Certificato d’agonia

Agli osservatori politici di lungo corso non sarà sfuggita la singolare somiglianza fra il conclave di Caserta e certi vertici democristiani dei decenni passati. Identica la vaghezza delle conclusioni, simile la pedanteria semantica nella ricerca di termini che dissimulassero le divisioni, eguale la volontà di diluire, glissare, rinviare. La Democrazia cristiana aveva notevoli difficoltà a mettersi d’accordo con se stessa, stante la diversità delle sue anime, difficoltà che si moltiplicavano quando si trattava di concordare programmi comuni di governo con altre forze politiche. Per superare queste asperità del percorso politico, la Balena Bianca, a dispetto della sua mole, dava prove di straordinarie doti di contorsionismo: una generazione di giovani e vigorosi leader (i «cavalli di razza») le garantivano duttilità e la possibilità di scegliere l’uomo giusto per ogni stagione che, di rinvio in rinvio, garantisse nell’immediato la supremazia scudocrociata. E il domani? Il futuro? Tranquilli, avrebbe risolto tutto la Provvidenza.

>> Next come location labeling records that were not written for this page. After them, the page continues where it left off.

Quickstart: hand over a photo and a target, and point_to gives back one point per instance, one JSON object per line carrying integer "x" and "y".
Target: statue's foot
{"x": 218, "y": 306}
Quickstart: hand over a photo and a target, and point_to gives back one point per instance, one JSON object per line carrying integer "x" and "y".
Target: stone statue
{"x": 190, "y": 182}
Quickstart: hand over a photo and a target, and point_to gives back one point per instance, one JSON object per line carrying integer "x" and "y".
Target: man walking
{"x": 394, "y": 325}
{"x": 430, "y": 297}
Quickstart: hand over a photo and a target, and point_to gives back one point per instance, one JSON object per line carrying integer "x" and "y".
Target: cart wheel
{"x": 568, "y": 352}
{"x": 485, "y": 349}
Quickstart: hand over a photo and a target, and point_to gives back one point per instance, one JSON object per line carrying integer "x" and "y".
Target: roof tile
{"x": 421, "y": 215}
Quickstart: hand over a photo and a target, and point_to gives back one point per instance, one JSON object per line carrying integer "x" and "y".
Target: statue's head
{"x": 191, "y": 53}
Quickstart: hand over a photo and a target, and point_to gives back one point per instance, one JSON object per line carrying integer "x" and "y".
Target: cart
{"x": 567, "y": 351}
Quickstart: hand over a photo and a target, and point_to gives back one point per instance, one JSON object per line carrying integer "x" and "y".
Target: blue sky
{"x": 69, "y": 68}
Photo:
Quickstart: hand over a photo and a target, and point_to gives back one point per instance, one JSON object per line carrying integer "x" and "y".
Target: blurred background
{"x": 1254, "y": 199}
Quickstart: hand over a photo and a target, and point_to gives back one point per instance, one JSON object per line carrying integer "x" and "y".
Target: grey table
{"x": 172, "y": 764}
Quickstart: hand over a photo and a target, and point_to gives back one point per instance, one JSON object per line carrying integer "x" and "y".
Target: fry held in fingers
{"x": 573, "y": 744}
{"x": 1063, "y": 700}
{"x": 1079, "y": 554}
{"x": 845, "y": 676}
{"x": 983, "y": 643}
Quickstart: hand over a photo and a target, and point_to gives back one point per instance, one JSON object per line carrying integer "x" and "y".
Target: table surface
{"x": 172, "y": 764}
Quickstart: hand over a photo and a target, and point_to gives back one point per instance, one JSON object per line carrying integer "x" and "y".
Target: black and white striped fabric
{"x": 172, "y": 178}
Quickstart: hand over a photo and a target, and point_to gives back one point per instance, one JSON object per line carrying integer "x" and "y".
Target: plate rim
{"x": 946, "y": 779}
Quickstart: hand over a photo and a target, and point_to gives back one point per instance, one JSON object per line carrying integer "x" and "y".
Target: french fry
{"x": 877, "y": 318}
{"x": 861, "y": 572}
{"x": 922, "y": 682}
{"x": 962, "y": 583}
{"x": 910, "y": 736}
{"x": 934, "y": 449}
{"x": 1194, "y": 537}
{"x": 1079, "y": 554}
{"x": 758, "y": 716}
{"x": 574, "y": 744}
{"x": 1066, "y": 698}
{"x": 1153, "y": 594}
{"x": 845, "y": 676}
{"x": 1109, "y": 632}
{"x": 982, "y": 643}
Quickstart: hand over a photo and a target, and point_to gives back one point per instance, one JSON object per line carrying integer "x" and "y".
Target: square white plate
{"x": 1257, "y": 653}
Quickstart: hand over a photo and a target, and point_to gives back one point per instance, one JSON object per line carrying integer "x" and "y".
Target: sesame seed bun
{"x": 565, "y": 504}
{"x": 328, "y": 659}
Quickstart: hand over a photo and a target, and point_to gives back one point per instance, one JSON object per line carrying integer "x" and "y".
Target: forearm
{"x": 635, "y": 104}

Fu proprio l’esperienza del centrosinistra, dopo la fase centrista, a rendere necessario lo sviluppo dell’arte affabulatoria e simulatoria. I socialisti premevano perché crescessero statalismo e dirigismo, con una programmazione vincolante, buona parte dei democristiani resistevano su posizioni sostanzialmente liberali e agli alleati-avversari che li incalzavano davano in segno di pace fumo e preamboli. Purché la programmazione rigida non passasse diedero anche qualche offa consistente, come la nazionalizzazione dell’energia elettrica. E ad ogni modo c’erano sempre vertici che scandivano cedimenti e compromessi e i vertici partorivano documenti, premesse, preamboli la cui inconsistenza pratica è del tutto sovrapponibile a quella del testo che pomposamente è stato chiamato il «documento di Caserta». Aria fritta, esercizi di stile ambiguo, espedienti verbali per comporre sulla carta conflitti reali.
La prova della continuità storica e politica fra i vecchi vertici dc ed intergovernativi l’ha data a Caserta Clemente Mastella, che non a caso può considerarsi figlio d’arte. Il Guardasigilli a un certo punto, riferendosi all’armistizio (o meglio, alla resa incondizionata) accettato dai sedicenti riformisti ha tirato in ballo le famigerate «convergenze parallele» e qualcuno gli ha fatto notare che parlava come Aldo Moro.
Già, allora come oggi s’usava comporre contraddizioni irrisolvibili con artifici lessicali. Una differenza, tuttavia c’è: allora col gioco dei vertici e dei rinvii si tenevano a bada – sia pure in una prospettiva di ritirata manovrata - le richieste più radicali della sinistra; oggi la prevalenza della sinistra massimalista è conclamata e i lenitivi linguistici si riservano ai riformisti illanguiditi. Un certa Dc, quella Dc di sinistra dalla quale sono scaturiti Prodi e la Margherita, ha ben metabolizzato la fase consociativa e la rinnova, addolcendola col miele amaro dei vertici, dei conclavi, dei documenti. E verranno altre articolazioni del nulla, come le cabine di regia. Saremo costretti a sorbirci il peggio dell’ambiguità post-democristiana e post-comunista. Ma fino a quando?
A questo punto qualche speranza è lecita. La tecnica dei conclavi, dei vertici e delle verifiche, che compongono sulla carta contrasti e disarmonie insanabili nell’incontro fra certi politici d’estrazione cattolica e la sinistra, funziona – poco – soltanto ai fini della propaganda immediata. I tanti documenti che hanno risolto i vecchi conclavi democristiani e governativi garantivano ai governi della Prima Repubblica una vita media di circa nove mesi. Romano Prodi dice di essere soddisfatto del suo capolavoro di diplomazia borbonica, ma il documento di Caserta, letto nella prospettiva del passato e del futuro, è soprattutto un certificato d’agonia.